Je moet als werkgever kijken of je – al dan niet met behulp van scholing – je werknemer kunt herplaatsen.
Herplaatsing is alleen niet aan de orde indien dit niet in de rede ligt.
Hoe zit het dan precies met deze herplaatsingsplicht?
Herplaatsing binnen een redelijke termijn
Hoe lang is een redelijke termijn? Die is gelijk aan de wettelijke opzegtermijn. En dus over het algemeen minimaal één maand en maximaal vier maanden.
Door de redelijke termijn te koppelen aan de wettelijke opzegtermijn is de zorgplicht van jou als werkgever groter naarmate je werknemer langer in dienst is.
De wettelijke opzegtermijn staat los van de contractueel overeengekomen opzegtermijn. Als er sprake is van een arbeidshandicap bedraagt de redelijke termijn overigens langer, namelijk 26 weken.
Wanneer is nu sprake van een passende functie?
Een functie is passend als die aansluit bij de opleiding, ervaring en capaciteiten van je werknemer.
Artikel 9 en 10 van de Ontslagregeling verduidelijken wanneer binnen je onderneming een passende functie beschikbaar is.
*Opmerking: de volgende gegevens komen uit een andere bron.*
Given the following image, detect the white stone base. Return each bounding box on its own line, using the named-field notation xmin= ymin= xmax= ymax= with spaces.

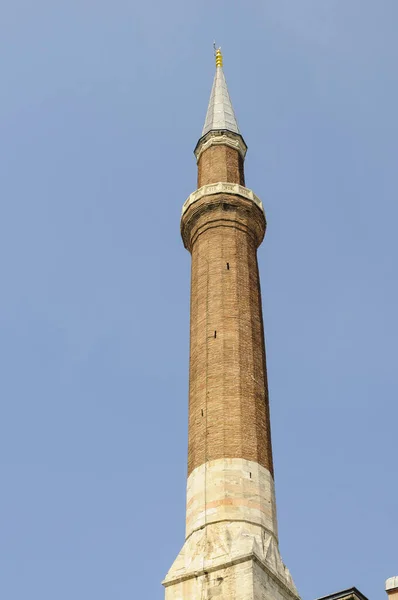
xmin=165 ymin=558 xmax=296 ymax=600
xmin=163 ymin=522 xmax=299 ymax=600
xmin=163 ymin=458 xmax=299 ymax=600
xmin=186 ymin=458 xmax=278 ymax=539
xmin=163 ymin=521 xmax=299 ymax=600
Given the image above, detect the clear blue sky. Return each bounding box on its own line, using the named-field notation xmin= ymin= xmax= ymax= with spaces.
xmin=0 ymin=1 xmax=397 ymax=599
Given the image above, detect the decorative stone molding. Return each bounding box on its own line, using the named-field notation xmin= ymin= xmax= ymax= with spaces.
xmin=386 ymin=579 xmax=398 ymax=593
xmin=194 ymin=130 xmax=247 ymax=161
xmin=182 ymin=181 xmax=264 ymax=216
xmin=181 ymin=188 xmax=266 ymax=253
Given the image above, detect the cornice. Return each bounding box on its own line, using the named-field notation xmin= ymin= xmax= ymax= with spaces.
xmin=182 ymin=181 xmax=264 ymax=216
xmin=194 ymin=130 xmax=247 ymax=162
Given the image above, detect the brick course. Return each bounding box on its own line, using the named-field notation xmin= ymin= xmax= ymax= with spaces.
xmin=198 ymin=145 xmax=245 ymax=187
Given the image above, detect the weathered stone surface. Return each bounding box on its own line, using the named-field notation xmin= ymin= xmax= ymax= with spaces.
xmin=163 ymin=521 xmax=299 ymax=600
xmin=185 ymin=458 xmax=278 ymax=539
xmin=181 ymin=182 xmax=264 ymax=218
Je moet de volgende arbeidsplaatsen betrekken:
- Waarvoor een vacature bestaat of waarvoor binnen de redelijke termijn een vacature ontstaat.
- Van werknemers of personen die werkzaam zijn:
– op basis van een uitzendovereenkomst
– of op basis van een tijdelijke overeenkomst
– of die – anders dan door een payrollwerkgever – door een derde ter beschikking zijn gesteld
voor zover in die arbeidsplaatsen geen werkzaamheden van tijdelijke aard worden verricht gedurende ten hoogste 26 weken.
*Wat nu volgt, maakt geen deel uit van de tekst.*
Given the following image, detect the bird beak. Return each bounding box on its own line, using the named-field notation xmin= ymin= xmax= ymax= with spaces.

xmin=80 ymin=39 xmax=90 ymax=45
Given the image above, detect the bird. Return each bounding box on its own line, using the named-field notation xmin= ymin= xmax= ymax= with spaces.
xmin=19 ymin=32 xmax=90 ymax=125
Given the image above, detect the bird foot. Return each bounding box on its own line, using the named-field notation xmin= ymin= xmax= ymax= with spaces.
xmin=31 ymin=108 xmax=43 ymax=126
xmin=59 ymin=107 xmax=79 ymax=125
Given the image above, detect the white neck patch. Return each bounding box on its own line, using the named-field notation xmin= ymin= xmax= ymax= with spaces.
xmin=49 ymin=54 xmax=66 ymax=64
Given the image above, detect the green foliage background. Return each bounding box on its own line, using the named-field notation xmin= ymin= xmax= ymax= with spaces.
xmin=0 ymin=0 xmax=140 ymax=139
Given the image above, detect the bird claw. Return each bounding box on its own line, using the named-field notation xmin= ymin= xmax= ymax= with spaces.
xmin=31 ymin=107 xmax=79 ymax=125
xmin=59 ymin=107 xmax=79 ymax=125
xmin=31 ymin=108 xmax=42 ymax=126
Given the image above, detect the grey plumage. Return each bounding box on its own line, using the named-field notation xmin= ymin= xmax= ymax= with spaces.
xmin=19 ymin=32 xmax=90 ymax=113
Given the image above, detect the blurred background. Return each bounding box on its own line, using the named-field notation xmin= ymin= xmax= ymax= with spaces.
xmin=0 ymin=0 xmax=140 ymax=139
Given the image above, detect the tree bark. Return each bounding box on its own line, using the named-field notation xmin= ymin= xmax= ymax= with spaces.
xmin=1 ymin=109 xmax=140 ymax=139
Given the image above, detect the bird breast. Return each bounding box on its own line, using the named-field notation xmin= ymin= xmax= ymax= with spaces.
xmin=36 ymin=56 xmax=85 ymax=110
Onderzoek of herplaatsing eventueel met behulp van scholing mogelijk is
Ik legde de scholingsplicht al uit in dit blog.
Wat betekent niet in de rede liggen?
Bijvoorbeeld als sprake is van verwijtbaar handelen of nalaten van je werknemer. Indien in zo’n geval in redelijkheid niet van je kan worden gevergd de arbeidsovereenkomst voort te laten duren.
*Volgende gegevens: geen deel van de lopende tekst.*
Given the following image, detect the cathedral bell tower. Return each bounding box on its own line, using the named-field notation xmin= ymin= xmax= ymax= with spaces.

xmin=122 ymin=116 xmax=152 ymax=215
De grond van de herplaatsing is verzwaard
Eerder had je het hierover in het kader van een reorganisatie binnen een bedrijf of in het kader van langdurige arbeidsongeschiktheid. Nu komt herplaatsing dus in beginsel aan de orde in alle gevallen van ontslag.
Dus ook ingeval van disfunctioneren van je werknemer. Of het weigeren de overeengekomen arbeid te verrichten.
Hoe zit het dan ingeval van een verstoorde arbeidsrelatie?
Hierover wordt met zoveel woorden niet gerept in de wet. Uit de wetsgeschiedenis blijkt dat wanneer het een verstoorde arbeidsrelatie op de werkvloer betreft en dus niet een verstoorde relatie met de werkgever zelf ook in zo’n geval bekeken moet worden of overplaatsing naar een andere plek soelaas kan bieden. In de praktijk zal dat alleen maar werkbaar zijn ingeval van grote bedrijven.
Wanneer geldt herplaatsing niet?
- Als de werknemer wordt ontslagen wegens onbehoorlijk gedrag (verwijtbaar handelen of nalaten).
- Bij een ontslag tijdens proeftijd.
- Bij ontslag vanwege het bereiken van de pensioengerechtigde leeftijd of daarna.
- Als de werknemer een geestelijk ambt bekleedt.
Zie ook wat de Rijksoverheid hierover zegt.
Dus hoe zit het?
De herplaatsingsverplichting is dus niet zomaar uit te vlakken als je een werknemer wilt ontslaan. Aan de andere kant gaat het om een inspanningsverplichting. Als er geen concrete mogelijkheden zijn dan kan je werknemer niet afdwingen dat hij of zij herplaatst wordt.
Hoe zijn jouw ervaringen met de herplaatsingsplicht? Is het zwaarder dan voorheen of valt het mee?